Jiangnan University (JNU) bearing datasets were provided by Jiangnan University [20, 21] The JNU datasets are composed of three bearing vibration datasets with different rotating speeds, and the data acquisition frequency is 50 kHz. In this experiment, the 1000 RPM bearing fault dataset is adopted. Its vibration signals are shown in Fig. 8. This dataset contains one health state and three fault patterns, including inner ring fault, outer ring fault and rolling element fault. Each category of health condition takes 400 samples, and each sample contains 512 data points. The dataset contains a total of 1200 samples. The samples corresponding to each label were assigned to the training and test sets in a ratio of 3:1, respectively.

Fig. 8.
figure 8

(a) Health state (b) Inner ring (c) Outer ring (d) Rolling element

4.2.2 Experimental Contrast Analyses

Likewise, the experiment is used as a comparison with the current mainstream intelligent diagnostic models LeNet1D and MLP. Figure 9 and Table 5 show the test results of RW-Net and comparison methods on the CWRU bearing dataset, respectively. It can be seen that RW-Net has achieved the best results. The experiments demonstrate not only the superior fault identification capability of RW-Net, but also its robustness and generalization capability.

Fig. 9.
figure 9

The accuracy of RW-Net and comparison methods on the test set of JNU

Table 5. The accuracy of RW-Net and comparison methods on the test set of JNU

5 Conclusion

This paper proposes an improved CNN based on RSGW theories, called RW-Net. The shallow layer of RW-Net performs RSGW transform on time-domain signals. This layer inherits the advantages of RSGW in signal processing to extract signal features. RW-Net takes time domain signal as input. The RSGW layers are used as a multi-channel filter to simultaneously extract multiple fault features, and then the features extracted by the RSGW layers are fused as the input of the pooling layer. By enhancing the feature extraction ability of the shallow layer of the proposed method, the fault features can be accurately extracted by using small sample datasets, and the network training parameters are reduced. In this paper, the feasibility of RW-Net is verified by the CWRU and JNU bearing fault datasets. From the analysis of the experimental results, it can be seen that the average accuracy of RW-Net reaches 99.4% and 98.32%, which is better than other comparison methods. The feasibility and effectiveness of the proposed method are fully illustrated.

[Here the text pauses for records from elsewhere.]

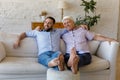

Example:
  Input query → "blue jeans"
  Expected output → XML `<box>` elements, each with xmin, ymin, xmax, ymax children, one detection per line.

<box><xmin>38</xmin><ymin>51</ymin><xmax>61</xmax><ymax>70</ymax></box>
<box><xmin>64</xmin><ymin>52</ymin><xmax>92</xmax><ymax>69</ymax></box>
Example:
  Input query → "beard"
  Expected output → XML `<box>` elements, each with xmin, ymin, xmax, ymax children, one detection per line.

<box><xmin>45</xmin><ymin>28</ymin><xmax>52</xmax><ymax>32</ymax></box>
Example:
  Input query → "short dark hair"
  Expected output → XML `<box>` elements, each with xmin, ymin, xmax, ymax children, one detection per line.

<box><xmin>45</xmin><ymin>16</ymin><xmax>56</xmax><ymax>24</ymax></box>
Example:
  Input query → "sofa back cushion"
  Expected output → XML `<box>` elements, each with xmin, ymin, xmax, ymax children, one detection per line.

<box><xmin>0</xmin><ymin>32</ymin><xmax>100</xmax><ymax>57</ymax></box>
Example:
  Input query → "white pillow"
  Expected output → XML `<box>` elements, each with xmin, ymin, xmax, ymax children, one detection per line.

<box><xmin>0</xmin><ymin>42</ymin><xmax>6</xmax><ymax>61</ymax></box>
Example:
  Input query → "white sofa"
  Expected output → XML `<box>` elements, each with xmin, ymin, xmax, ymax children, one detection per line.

<box><xmin>0</xmin><ymin>32</ymin><xmax>119</xmax><ymax>80</ymax></box>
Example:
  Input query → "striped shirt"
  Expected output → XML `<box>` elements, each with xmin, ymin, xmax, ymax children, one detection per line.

<box><xmin>26</xmin><ymin>29</ymin><xmax>64</xmax><ymax>55</ymax></box>
<box><xmin>62</xmin><ymin>28</ymin><xmax>94</xmax><ymax>54</ymax></box>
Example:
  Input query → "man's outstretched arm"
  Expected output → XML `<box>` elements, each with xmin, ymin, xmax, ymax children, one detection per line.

<box><xmin>13</xmin><ymin>32</ymin><xmax>27</xmax><ymax>48</ymax></box>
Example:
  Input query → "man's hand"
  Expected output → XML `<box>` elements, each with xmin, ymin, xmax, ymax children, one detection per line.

<box><xmin>80</xmin><ymin>24</ymin><xmax>88</xmax><ymax>30</ymax></box>
<box><xmin>35</xmin><ymin>26</ymin><xmax>42</xmax><ymax>31</ymax></box>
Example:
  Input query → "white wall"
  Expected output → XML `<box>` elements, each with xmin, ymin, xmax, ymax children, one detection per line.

<box><xmin>0</xmin><ymin>0</ymin><xmax>119</xmax><ymax>38</ymax></box>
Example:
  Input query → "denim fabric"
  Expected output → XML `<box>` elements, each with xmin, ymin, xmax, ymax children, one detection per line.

<box><xmin>38</xmin><ymin>51</ymin><xmax>60</xmax><ymax>70</ymax></box>
<box><xmin>64</xmin><ymin>53</ymin><xmax>91</xmax><ymax>69</ymax></box>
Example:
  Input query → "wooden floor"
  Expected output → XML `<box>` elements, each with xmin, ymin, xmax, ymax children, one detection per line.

<box><xmin>116</xmin><ymin>48</ymin><xmax>120</xmax><ymax>80</ymax></box>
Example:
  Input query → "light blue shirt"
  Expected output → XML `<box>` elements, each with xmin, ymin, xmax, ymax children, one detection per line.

<box><xmin>62</xmin><ymin>28</ymin><xmax>95</xmax><ymax>54</ymax></box>
<box><xmin>26</xmin><ymin>29</ymin><xmax>64</xmax><ymax>55</ymax></box>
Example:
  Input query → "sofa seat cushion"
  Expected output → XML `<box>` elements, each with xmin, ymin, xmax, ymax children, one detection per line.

<box><xmin>80</xmin><ymin>55</ymin><xmax>110</xmax><ymax>72</ymax></box>
<box><xmin>0</xmin><ymin>57</ymin><xmax>47</xmax><ymax>74</ymax></box>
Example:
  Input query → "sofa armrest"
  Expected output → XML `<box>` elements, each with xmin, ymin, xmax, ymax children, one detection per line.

<box><xmin>97</xmin><ymin>41</ymin><xmax>119</xmax><ymax>80</ymax></box>
<box><xmin>0</xmin><ymin>42</ymin><xmax>6</xmax><ymax>62</ymax></box>
<box><xmin>97</xmin><ymin>41</ymin><xmax>119</xmax><ymax>62</ymax></box>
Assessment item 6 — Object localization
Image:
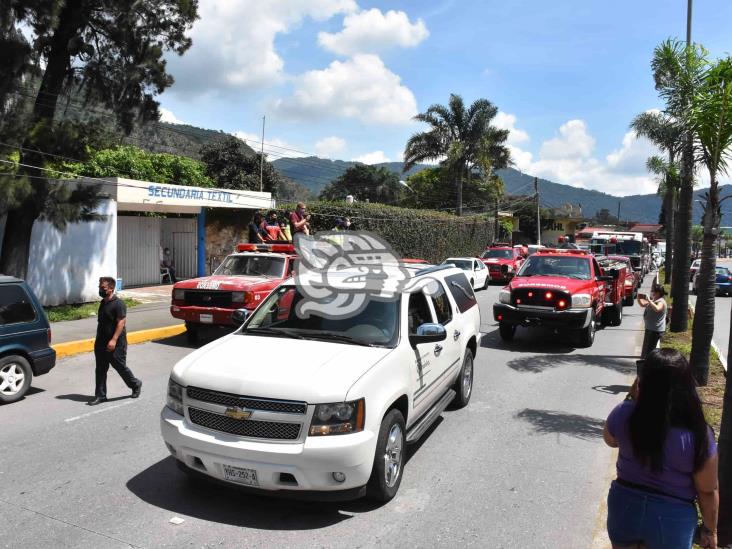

In this paper, we use the time-domain signal as the input signal of the network and each labeled data segment is independent of each other when segmenting the data set, i.e., the correlation between data segments is not considered. We think the correlation between data segments can be the next research direction. The graph convolutional neural network may be a good method.